Samantha Fish takes the stage at the Frisco Historic Park on Thursday, July 23. Kansas City-based Fish has been on a major roll ever since she teamed up with Cassie Taylor and Dani Wilde on her 2011 release, “Girls with Guitars.” Fish has incorporated the sounds of the classic rock of The Rolling Stones and Tom Petty, alongside contemporary artists such as Sheryl Crow and The Black Crowes, in putting together a sound that is uniquely hers. Concession sales at this concert benefit Friends of the Dillon Ranger District.
The free live music in Frisco continues to chug along with Big Daddy Love on Thursday, July 30. Big Daddy Love brings a natural blend of grass, roots and rock to the emerging North Carolina music scene.
With fiery vocals, sweet harmonies, authentic song-craft and undeniable musicianship, the quintet delivers high-energy performances composed of their own brand of good-time music. The startling power and genuine lyrics of their live shows resonate with their audiences. Concession sales at this concert benefit Rotary Club of Summit County.
Heading into the final weeks of summer, the Concert in the Park series will welcome New Orleans Suspects on Thursday, Aug. 6. The band began playing together in 2009 as a pick-up band putting a contemporary twist on the funk, rock and R&B traditions of New Orleans music. They quickly began attracting large crowds from San Francisco to New York. In three short years, they released three CDs and established themselves as one of New Orleans’ best super-groups. Concession sales at this concert benefit Advocates for Victims of Assault.
On Thursday, Aug. 13, Frisco will bring Dead Winter Carpenters to the Historic Park stage.
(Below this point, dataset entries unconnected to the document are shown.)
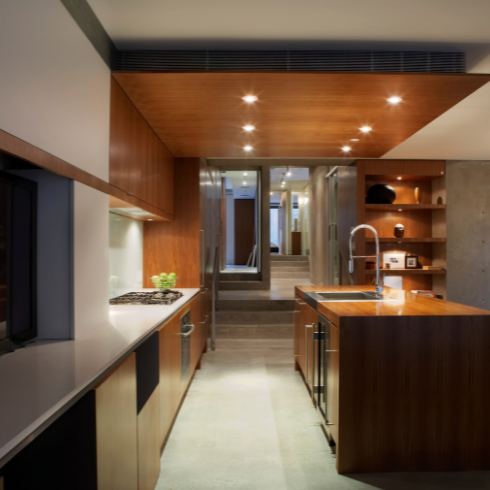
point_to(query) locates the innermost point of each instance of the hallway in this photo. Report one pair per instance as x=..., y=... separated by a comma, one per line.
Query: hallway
x=247, y=424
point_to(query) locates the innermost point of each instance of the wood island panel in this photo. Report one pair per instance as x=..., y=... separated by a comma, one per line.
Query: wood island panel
x=412, y=383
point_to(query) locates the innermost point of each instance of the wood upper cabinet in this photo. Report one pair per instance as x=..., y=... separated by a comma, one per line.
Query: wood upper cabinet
x=140, y=164
x=116, y=423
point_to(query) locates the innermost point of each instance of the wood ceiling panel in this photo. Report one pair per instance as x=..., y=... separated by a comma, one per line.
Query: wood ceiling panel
x=297, y=114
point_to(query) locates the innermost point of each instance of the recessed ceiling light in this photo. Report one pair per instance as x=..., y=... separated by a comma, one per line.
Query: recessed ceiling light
x=394, y=100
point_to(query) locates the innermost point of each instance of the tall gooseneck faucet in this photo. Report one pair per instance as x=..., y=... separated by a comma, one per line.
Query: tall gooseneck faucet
x=379, y=288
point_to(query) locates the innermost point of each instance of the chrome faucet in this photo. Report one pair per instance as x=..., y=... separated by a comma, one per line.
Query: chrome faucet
x=379, y=287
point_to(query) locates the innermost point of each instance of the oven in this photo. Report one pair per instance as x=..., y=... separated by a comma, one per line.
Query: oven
x=186, y=329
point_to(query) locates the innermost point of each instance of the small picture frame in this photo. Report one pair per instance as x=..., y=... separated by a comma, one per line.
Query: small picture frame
x=411, y=261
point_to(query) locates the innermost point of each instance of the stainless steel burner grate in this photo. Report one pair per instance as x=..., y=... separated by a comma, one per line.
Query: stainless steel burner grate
x=166, y=297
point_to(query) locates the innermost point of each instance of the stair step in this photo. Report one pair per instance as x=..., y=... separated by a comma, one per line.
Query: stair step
x=255, y=332
x=255, y=305
x=254, y=317
x=289, y=263
x=290, y=269
x=290, y=275
x=296, y=258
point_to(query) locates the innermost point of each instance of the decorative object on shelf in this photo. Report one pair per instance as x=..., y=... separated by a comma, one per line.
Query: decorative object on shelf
x=417, y=195
x=399, y=230
x=165, y=281
x=395, y=259
x=380, y=194
x=411, y=261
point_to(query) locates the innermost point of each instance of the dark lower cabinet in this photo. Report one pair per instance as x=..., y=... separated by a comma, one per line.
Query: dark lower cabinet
x=63, y=457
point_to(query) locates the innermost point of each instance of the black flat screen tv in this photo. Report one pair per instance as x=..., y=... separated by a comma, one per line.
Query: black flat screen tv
x=18, y=211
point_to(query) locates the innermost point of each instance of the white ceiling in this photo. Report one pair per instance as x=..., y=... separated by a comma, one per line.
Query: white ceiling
x=209, y=24
x=461, y=133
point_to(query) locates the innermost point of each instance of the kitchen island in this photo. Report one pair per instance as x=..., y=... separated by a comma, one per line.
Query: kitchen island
x=406, y=380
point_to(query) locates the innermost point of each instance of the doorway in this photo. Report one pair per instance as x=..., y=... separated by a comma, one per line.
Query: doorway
x=240, y=210
x=289, y=211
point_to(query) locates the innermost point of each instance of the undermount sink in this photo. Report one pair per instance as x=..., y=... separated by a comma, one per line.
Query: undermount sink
x=352, y=296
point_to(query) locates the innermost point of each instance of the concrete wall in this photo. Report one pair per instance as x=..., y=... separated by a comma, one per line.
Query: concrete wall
x=54, y=87
x=468, y=232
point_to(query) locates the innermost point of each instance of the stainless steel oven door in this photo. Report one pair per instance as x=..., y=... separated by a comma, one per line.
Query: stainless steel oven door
x=186, y=329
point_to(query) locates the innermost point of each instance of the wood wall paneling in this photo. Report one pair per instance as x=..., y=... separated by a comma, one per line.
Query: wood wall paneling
x=21, y=149
x=140, y=164
x=203, y=113
x=117, y=455
x=175, y=246
x=149, y=443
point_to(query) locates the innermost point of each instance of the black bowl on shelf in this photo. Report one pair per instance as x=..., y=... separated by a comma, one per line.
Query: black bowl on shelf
x=380, y=194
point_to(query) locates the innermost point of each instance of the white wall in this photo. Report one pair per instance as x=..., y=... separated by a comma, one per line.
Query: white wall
x=125, y=253
x=54, y=87
x=91, y=257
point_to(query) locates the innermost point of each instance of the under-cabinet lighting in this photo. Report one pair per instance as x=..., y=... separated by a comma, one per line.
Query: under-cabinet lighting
x=394, y=100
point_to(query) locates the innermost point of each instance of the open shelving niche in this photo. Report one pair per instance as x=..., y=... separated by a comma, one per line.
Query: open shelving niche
x=425, y=223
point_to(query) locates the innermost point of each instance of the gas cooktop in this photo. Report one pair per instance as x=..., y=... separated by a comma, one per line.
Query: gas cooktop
x=166, y=297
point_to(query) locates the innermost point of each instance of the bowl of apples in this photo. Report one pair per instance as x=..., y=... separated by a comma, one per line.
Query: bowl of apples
x=165, y=281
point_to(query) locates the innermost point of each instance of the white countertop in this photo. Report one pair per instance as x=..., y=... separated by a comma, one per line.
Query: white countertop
x=39, y=381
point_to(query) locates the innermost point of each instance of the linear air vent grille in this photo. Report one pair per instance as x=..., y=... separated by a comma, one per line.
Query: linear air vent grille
x=355, y=61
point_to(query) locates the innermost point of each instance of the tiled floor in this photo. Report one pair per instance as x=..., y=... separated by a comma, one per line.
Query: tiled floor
x=248, y=424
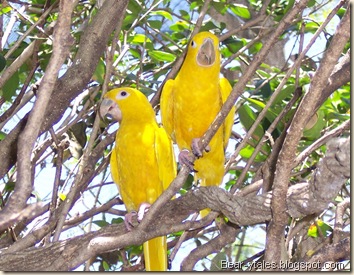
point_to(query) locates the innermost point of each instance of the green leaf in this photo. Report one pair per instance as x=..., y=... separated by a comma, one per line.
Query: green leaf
x=10, y=87
x=5, y=10
x=287, y=92
x=247, y=118
x=140, y=39
x=162, y=56
x=256, y=47
x=315, y=126
x=241, y=10
x=105, y=265
x=185, y=15
x=265, y=89
x=2, y=62
x=341, y=12
x=247, y=152
x=156, y=24
x=163, y=13
x=179, y=26
x=101, y=223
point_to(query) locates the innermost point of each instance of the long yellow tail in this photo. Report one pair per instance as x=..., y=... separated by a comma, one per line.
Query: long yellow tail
x=155, y=253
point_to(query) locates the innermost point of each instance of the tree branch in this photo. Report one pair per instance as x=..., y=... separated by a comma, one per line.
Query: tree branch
x=288, y=151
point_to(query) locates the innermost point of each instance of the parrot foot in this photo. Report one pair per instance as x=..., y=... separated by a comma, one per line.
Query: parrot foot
x=185, y=158
x=196, y=149
x=128, y=221
x=143, y=208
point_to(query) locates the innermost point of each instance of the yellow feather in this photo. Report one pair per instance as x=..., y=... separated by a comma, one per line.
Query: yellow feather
x=191, y=101
x=142, y=161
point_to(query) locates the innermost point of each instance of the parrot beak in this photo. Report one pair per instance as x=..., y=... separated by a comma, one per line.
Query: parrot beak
x=206, y=53
x=109, y=107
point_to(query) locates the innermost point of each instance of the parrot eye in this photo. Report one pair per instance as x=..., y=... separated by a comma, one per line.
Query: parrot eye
x=122, y=95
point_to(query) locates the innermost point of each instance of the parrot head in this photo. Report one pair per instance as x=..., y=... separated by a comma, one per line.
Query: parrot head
x=204, y=49
x=124, y=103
In a time when music has been transformed and genre lines are left behind, Dead Winter Carpenters is producing an ever-evolving style of music.
The time spent in the studio, in the woods and crisscrossing the American countryside has provided Dead Winter Carpenters with a ground-breaking sound that blends Americana roots-rock with a tinge of straightforward, tell-it-like-it-is alt country that is as hard-hitting as it is whimsical. Concession sales at this concert benefit League for Animals & People of the Summit.
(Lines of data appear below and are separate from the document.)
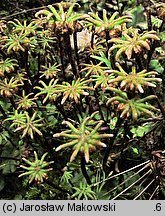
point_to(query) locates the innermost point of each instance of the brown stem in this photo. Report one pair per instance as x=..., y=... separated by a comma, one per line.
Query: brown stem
x=84, y=171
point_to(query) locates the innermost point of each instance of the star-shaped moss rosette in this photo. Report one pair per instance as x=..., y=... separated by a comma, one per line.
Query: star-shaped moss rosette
x=133, y=107
x=83, y=138
x=106, y=23
x=133, y=43
x=37, y=169
x=63, y=19
x=134, y=80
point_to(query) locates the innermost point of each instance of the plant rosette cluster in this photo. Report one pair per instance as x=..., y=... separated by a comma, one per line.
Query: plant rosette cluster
x=37, y=169
x=84, y=138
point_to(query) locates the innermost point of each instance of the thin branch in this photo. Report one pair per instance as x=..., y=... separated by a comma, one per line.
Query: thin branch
x=144, y=190
x=149, y=171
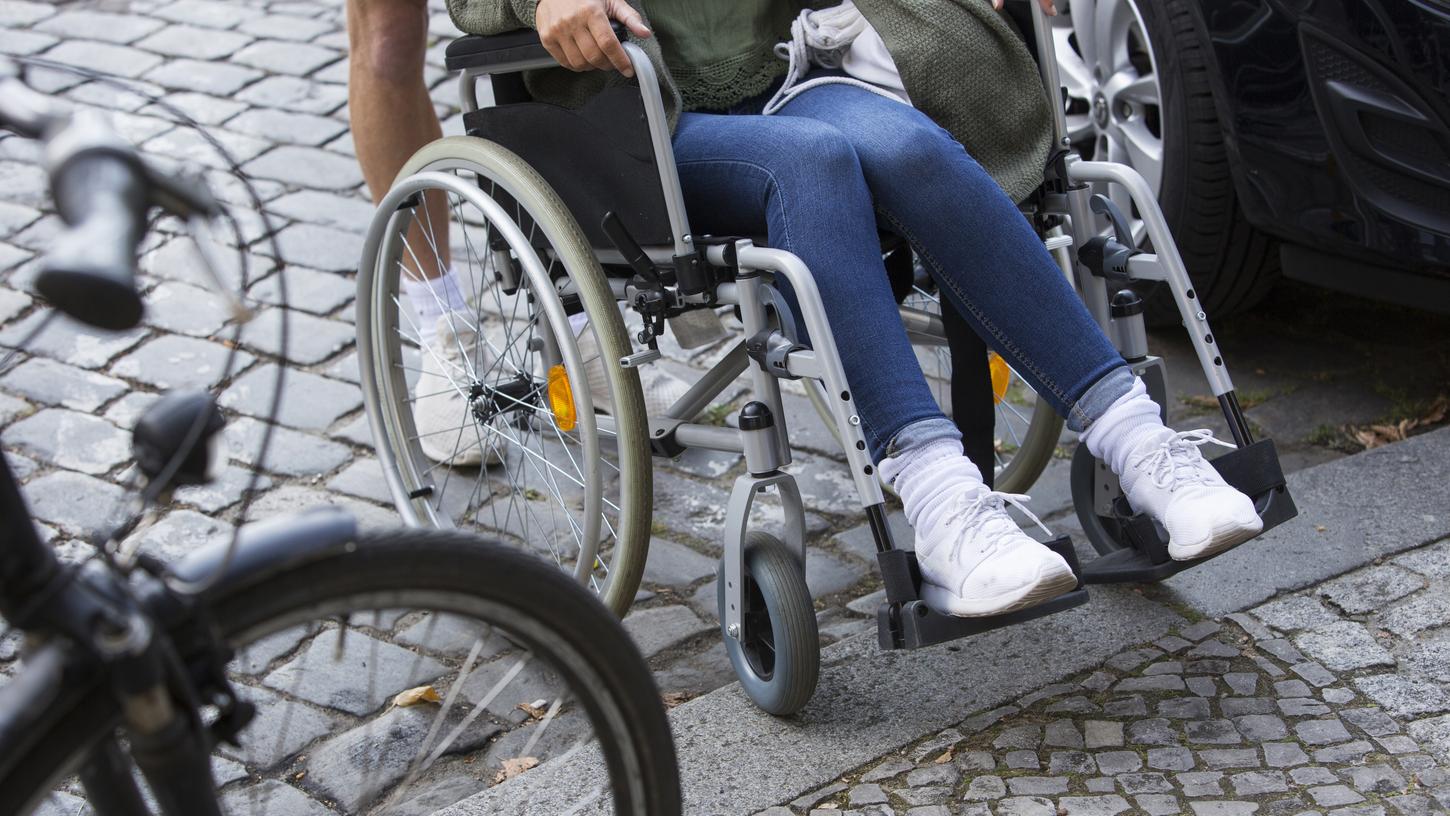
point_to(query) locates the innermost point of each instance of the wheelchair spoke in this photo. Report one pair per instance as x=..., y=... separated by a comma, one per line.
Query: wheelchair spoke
x=564, y=493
The Jacob Larson Band will close out the Concert in the Park series in Frisco on Thursday, Aug. 20. The Jacob Larson Band is a funk and soul ensemble, combining powerhouse vocals, classic instrumentation and an old-school approach to music that just about everyone loves. Digging inspiration from the roots of soul religion, the band shares their own take on such notable influences as the Tower of Power, Stevie Wonder, Sam Cooke and Al Greene. Concession sales at this concert benefit Summit County Preschool.